Cependant, comme il est aussi de droit natuel qu’on soumette à des règles une industrie qui, sans ces règles, pourrait devenir préjudiciable aux autres citoyens, c’est très-justement qu’on assujettit les médecins, les chirurgiens, les apothicaires, à des épreuves qui sont des garans de leur habileté. La vie de leurs concitoyens dépend de leurs connaissances : on peut exiger que leurs connaissances soient constatées ; mais il ne paraît pas qu’on doive fixer le nombre des praticiens, ni la manière dont ils doivent s’instruire. La société a intérêt de constater leur capacité, et rien de plus.

Par la même raison, les réglemens sont bons et utiles, lorsqu’au lieu de déterminer la nature des produits et les procédés de leur fabrication, ils se bornent à prévenir une fraude, une pratique qui nuit évidemment à d’autres productions, ou à la sûreté du public.

Il ne faut pas qu’un fabricant puisse annoncer sur son étiquette une qualité supérieure à celle qu’il a fabriquée ; sa fidélité intéresse le consommateur indigène à qui le gouvernement doit sa protection ; elle intéresse le commerce que la nation fait au-dehors, car l’étranger cesse bientôt de s’adresser à une nation qui le trompe.

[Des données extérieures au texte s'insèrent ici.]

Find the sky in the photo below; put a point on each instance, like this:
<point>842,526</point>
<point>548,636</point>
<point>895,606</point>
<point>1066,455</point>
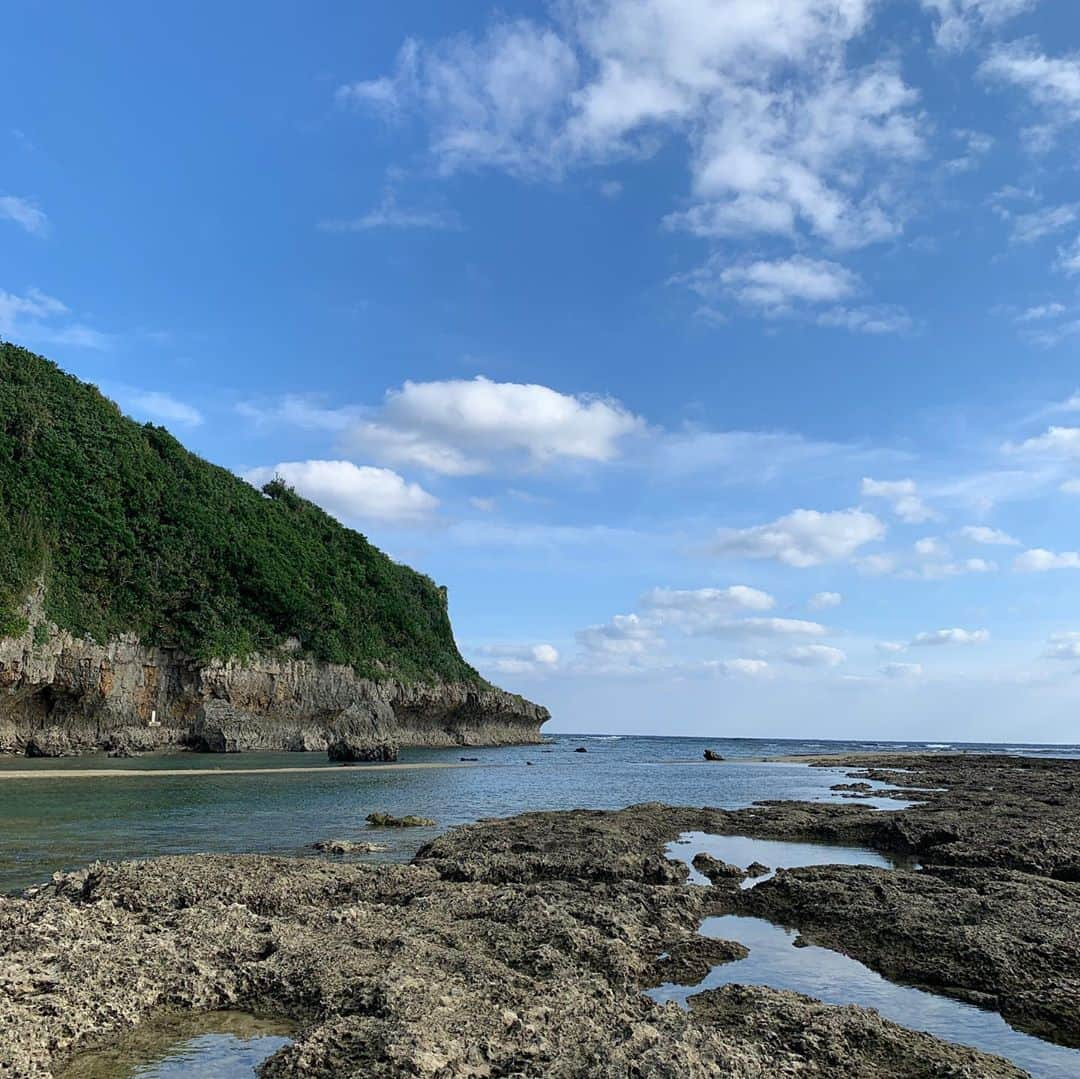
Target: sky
<point>718,355</point>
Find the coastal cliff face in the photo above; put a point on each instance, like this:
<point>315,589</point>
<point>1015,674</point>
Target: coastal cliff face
<point>62,695</point>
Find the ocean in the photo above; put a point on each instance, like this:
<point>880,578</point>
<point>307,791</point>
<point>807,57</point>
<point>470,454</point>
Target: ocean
<point>62,823</point>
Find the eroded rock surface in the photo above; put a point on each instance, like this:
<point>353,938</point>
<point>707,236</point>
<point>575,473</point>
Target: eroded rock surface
<point>514,947</point>
<point>62,696</point>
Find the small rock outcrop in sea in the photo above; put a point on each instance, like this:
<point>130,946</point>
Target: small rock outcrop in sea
<point>348,847</point>
<point>508,947</point>
<point>387,821</point>
<point>717,871</point>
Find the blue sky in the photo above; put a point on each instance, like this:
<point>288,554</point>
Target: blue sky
<point>719,355</point>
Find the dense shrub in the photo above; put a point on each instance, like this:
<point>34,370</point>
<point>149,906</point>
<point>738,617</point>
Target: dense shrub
<point>133,533</point>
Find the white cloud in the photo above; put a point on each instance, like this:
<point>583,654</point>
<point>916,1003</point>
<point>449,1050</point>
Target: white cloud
<point>517,659</point>
<point>815,656</point>
<point>625,636</point>
<point>1038,560</point>
<point>867,320</point>
<point>1068,258</point>
<point>37,317</point>
<point>939,570</point>
<point>902,670</point>
<point>876,565</point>
<point>780,134</point>
<point>748,668</point>
<point>930,547</point>
<point>890,646</point>
<point>1041,312</point>
<point>459,427</point>
<point>161,406</point>
<point>353,494</point>
<point>24,213</point>
<point>1055,442</point>
<point>773,285</point>
<point>1064,646</point>
<point>1052,83</point>
<point>954,636</point>
<point>760,628</point>
<point>993,537</point>
<point>804,538</point>
<point>903,496</point>
<point>498,100</point>
<point>958,21</point>
<point>703,606</point>
<point>1027,228</point>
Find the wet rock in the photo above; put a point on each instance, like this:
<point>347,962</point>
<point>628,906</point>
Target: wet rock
<point>363,732</point>
<point>847,1041</point>
<point>688,961</point>
<point>348,847</point>
<point>508,947</point>
<point>386,821</point>
<point>50,742</point>
<point>717,871</point>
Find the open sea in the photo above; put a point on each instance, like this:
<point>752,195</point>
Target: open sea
<point>61,823</point>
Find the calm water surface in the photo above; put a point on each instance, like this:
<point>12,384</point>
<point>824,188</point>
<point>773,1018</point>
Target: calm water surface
<point>50,824</point>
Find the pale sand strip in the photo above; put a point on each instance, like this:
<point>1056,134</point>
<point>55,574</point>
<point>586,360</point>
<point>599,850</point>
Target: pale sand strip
<point>113,772</point>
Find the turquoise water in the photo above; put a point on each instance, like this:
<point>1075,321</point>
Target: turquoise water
<point>827,975</point>
<point>52,823</point>
<point>218,1044</point>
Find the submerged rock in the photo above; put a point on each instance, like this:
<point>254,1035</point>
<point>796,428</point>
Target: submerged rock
<point>386,821</point>
<point>508,947</point>
<point>716,870</point>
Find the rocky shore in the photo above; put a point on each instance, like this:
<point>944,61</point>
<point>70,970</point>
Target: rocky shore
<point>522,947</point>
<point>62,696</point>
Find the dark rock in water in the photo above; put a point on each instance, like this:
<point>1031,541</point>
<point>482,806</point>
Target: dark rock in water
<point>717,871</point>
<point>348,847</point>
<point>386,821</point>
<point>507,947</point>
<point>363,732</point>
<point>689,960</point>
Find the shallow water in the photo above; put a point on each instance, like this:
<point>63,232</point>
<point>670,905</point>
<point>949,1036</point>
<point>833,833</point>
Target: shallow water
<point>775,853</point>
<point>827,975</point>
<point>837,980</point>
<point>223,1044</point>
<point>53,823</point>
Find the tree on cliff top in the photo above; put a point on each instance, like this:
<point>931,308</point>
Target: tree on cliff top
<point>133,533</point>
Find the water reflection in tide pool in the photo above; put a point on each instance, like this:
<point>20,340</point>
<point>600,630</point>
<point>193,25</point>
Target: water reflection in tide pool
<point>774,853</point>
<point>223,1044</point>
<point>833,978</point>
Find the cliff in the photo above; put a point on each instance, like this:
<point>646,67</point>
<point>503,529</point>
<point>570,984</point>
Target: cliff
<point>148,597</point>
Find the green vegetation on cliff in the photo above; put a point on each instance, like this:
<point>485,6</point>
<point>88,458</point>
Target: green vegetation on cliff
<point>135,534</point>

Et remarquez que ce n’est point le cas d’appliquer l’intérêt personnel du fabricant, comme la meilleure des garanties. À la veille de quitter sa profession, il peut vouloir en forcer les profits aux dépens de la bonne foi, et sacrifier l’avenir dont il n’a plus besoin, au présent dont il jouit encore. C’est ainsi que dès l’année 1783 les draperies françaises perdirent toute faveur dans le commerce du levant, et furent supplantées par les draperies allemandes et anglaises[1].

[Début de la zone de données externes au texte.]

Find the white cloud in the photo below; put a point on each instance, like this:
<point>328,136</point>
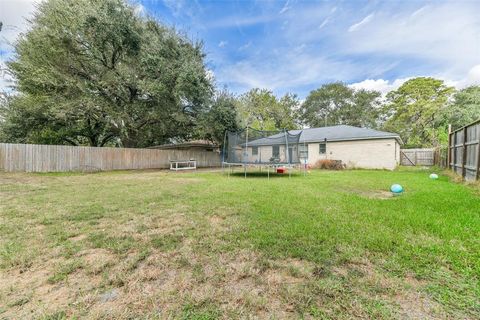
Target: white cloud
<point>324,23</point>
<point>12,14</point>
<point>364,21</point>
<point>445,37</point>
<point>245,46</point>
<point>381,85</point>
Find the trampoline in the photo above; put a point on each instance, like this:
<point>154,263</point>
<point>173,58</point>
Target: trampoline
<point>270,149</point>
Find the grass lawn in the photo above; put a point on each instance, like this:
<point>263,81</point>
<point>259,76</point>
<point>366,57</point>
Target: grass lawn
<point>202,245</point>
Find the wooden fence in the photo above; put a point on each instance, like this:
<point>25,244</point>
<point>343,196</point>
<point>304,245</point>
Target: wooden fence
<point>418,157</point>
<point>464,151</point>
<point>52,158</point>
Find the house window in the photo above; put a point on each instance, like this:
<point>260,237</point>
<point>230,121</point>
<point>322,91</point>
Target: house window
<point>303,151</point>
<point>276,152</point>
<point>323,148</point>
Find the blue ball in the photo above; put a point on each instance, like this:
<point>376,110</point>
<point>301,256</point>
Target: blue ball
<point>396,188</point>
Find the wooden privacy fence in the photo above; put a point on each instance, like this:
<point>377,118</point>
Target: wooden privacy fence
<point>52,158</point>
<point>416,157</point>
<point>464,151</point>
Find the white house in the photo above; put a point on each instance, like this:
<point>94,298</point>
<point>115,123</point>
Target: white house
<point>355,147</point>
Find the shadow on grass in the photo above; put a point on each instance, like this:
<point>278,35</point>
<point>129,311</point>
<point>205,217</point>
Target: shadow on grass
<point>264,175</point>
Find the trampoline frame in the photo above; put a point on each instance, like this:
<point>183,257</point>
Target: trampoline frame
<point>272,164</point>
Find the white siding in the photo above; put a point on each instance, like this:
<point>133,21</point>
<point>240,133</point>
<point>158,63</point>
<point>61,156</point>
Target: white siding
<point>371,154</point>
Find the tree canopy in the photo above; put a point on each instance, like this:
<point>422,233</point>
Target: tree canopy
<point>336,103</point>
<point>221,116</point>
<point>93,72</point>
<point>465,107</point>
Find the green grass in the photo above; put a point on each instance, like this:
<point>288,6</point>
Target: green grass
<point>332,244</point>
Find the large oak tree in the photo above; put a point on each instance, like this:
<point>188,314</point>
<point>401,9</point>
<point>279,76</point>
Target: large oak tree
<point>418,111</point>
<point>94,72</point>
<point>336,103</point>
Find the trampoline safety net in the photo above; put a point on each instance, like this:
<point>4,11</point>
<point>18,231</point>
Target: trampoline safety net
<point>250,146</point>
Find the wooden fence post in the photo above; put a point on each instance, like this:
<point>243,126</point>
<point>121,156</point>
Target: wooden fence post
<point>464,153</point>
<point>478,152</point>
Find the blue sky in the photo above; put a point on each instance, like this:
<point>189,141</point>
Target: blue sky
<point>296,46</point>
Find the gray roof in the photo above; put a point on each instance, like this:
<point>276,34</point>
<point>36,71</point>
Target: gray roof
<point>334,133</point>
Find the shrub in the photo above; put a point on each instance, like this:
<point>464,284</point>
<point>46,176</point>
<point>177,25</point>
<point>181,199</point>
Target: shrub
<point>329,164</point>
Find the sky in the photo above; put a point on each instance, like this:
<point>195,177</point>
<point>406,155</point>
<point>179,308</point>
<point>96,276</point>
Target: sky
<point>296,46</point>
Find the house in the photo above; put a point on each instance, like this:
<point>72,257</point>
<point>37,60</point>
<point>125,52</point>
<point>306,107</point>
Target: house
<point>355,147</point>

Ce n’est pas tout. Le nom seul de l’étoffe, celui même de la ville où une étoffe est fabriquée, sont souvent une étiquette. On sait, par une longue expérience, que les étoffes qui viennent de tel endroit ont telle largeur,

  1. On a faussement attribué cet effet à la liberté introduite par la révolution ; on voit, dans le Tableau du Commerce de la Grèce, par Félix Beaujour, qu’il date de plus loin, malgré les réglemens.